Le Code civil (article 909) a imposé « l'incapacité de recevoir » aux docteurs en médecine ou en chirurgie lorsqu'ils ont traité le défunt pendant la maladie qui lui a été fatale. Les tribunaux ont étendu cette incapacité à tous ceux qui apportent des soins aux testateurs : officiers de santé, pharmaciens, ou encore infirmiers. Pour que l'incapacité de recevoir prévue par le Code civil puisse s'appliquer, il faut néanmoins que ces soins aient été délivrés de manière suivie et régulière.
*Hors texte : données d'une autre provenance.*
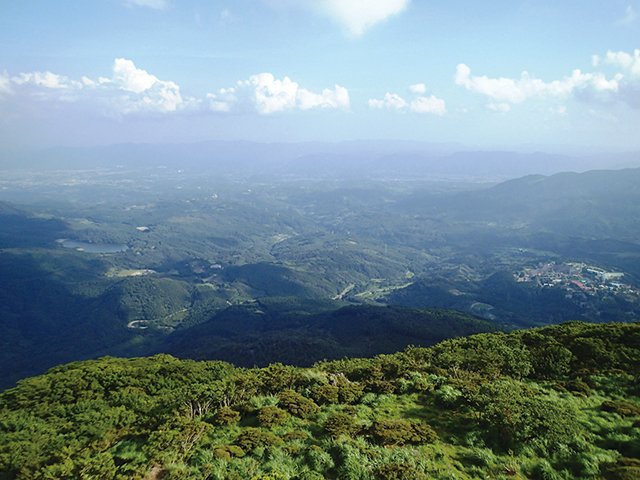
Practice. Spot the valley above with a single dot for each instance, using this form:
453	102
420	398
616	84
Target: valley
202	247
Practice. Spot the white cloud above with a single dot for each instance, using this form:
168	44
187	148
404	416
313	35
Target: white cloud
428	105
390	101
270	95
516	91
356	15
223	101
625	61
131	90
338	98
499	107
629	16
46	80
157	4
393	101
5	83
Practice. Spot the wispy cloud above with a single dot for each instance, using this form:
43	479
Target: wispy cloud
131	90
157	4
630	16
270	95
518	90
421	104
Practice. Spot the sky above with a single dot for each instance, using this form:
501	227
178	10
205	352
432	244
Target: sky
480	73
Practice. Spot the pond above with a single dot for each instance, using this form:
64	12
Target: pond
95	247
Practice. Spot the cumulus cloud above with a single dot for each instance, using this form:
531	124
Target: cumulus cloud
5	83
223	100
390	101
157	4
628	63
516	91
46	80
428	105
393	101
131	90
499	107
270	95
630	16
128	90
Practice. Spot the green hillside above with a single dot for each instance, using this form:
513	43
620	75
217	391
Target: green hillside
560	402
301	332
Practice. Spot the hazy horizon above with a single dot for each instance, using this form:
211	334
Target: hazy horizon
482	74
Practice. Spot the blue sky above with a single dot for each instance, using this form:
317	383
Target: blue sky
499	73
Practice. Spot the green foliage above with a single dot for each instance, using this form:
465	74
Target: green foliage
226	416
271	416
399	432
295	435
340	424
297	404
252	438
398	471
121	418
621	407
324	394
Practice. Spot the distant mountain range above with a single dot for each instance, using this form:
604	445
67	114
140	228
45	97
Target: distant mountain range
365	159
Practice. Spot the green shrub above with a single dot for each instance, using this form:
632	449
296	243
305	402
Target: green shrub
291	449
621	407
297	404
271	416
295	435
226	416
253	437
623	469
309	475
350	392
340	424
380	386
448	396
325	394
318	459
399	432
398	471
225	452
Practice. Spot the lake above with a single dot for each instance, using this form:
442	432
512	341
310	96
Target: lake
95	247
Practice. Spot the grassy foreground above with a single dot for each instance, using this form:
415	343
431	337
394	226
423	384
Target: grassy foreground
560	402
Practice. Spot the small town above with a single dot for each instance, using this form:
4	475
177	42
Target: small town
576	278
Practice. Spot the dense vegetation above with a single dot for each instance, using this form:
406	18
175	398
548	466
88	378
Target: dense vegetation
560	402
259	270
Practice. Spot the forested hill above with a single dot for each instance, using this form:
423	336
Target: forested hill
559	402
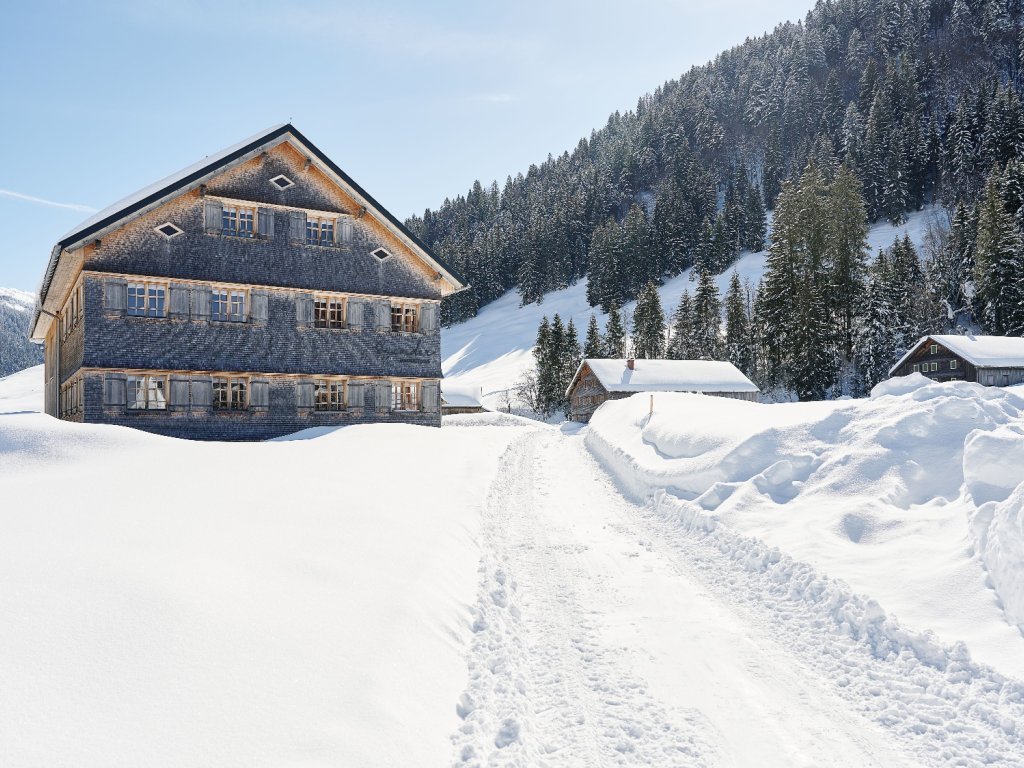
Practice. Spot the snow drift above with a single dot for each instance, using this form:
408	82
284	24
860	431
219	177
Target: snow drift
912	496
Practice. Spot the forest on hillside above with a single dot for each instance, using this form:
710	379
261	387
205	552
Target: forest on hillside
918	98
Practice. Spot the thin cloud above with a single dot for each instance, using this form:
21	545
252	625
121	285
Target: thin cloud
52	204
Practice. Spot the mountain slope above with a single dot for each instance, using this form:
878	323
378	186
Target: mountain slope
16	351
920	97
493	349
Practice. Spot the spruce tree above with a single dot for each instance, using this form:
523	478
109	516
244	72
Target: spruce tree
681	342
648	324
737	332
707	320
998	269
614	334
594	346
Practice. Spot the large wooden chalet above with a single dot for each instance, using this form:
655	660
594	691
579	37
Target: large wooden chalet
992	360
253	294
599	380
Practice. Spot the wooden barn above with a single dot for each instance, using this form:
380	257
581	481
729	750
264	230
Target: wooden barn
461	399
599	380
992	360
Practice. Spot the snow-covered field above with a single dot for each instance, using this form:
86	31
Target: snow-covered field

Ainsi, l'interdiction de recevoir ne s'applique pas à celui qui aura délivré des soins de manière tout à fait ponctuelle ou occasionnelle. D'autre part et dans certains cas, les soignants peuvent être autorisés à recevoir. L'interdiction de recevoir s'applique aux médecins et de manière générale, à tous ceux qui apportent des soins au testateur, notamment aux « charlatans », c'est-à-dire ceux qui exercent illégalement la médecine, la profession d'infirmier ou encore de pharmacien. Une exception à l'interdiction de recevoir est prévue pour les dispositions universelles, en cas de parenté (jusqu'au quatrième degré inclus) avec le malade et à condition que celui-ci n'ait pas d'héritier en ligne directe.

Une autre exception au principe d'incapacité des soignants de recevoir est admise dans le cas de malades extrêmement fortunés n'ayant légué qu'une infime partie de leur fortune à un soignant ; lequel devra démontrer en outre qu'il a rendu au malade, avant son décès, de réels services.

Au contraire, lorsqu'une personne âgée est hébergée dans un établissement social ou médicosocial, il lui est tout à fait possible de rédiger un testament au profit de l'institution qui l'accueille, l'interdiction ne concernant que les personnes physiques : aucun testament ne peut être rédigé au profit des propriétaires, administrateurs et employés d'un établissement d'hébergement pour personnes âgées ou infirmes. Ce principe est pourtant remis en cause aujourd'hui par les tribunaux qui considèrent que « le legs universel consenti au profit du directeur d'une clinique d'hospitalisation par une personne âgée, est tout à fait valable à condition que le testament ait été rédigé en dehors de la période d'hébergement », c'est-à-dire après le retour de la personne âgée à son domicile.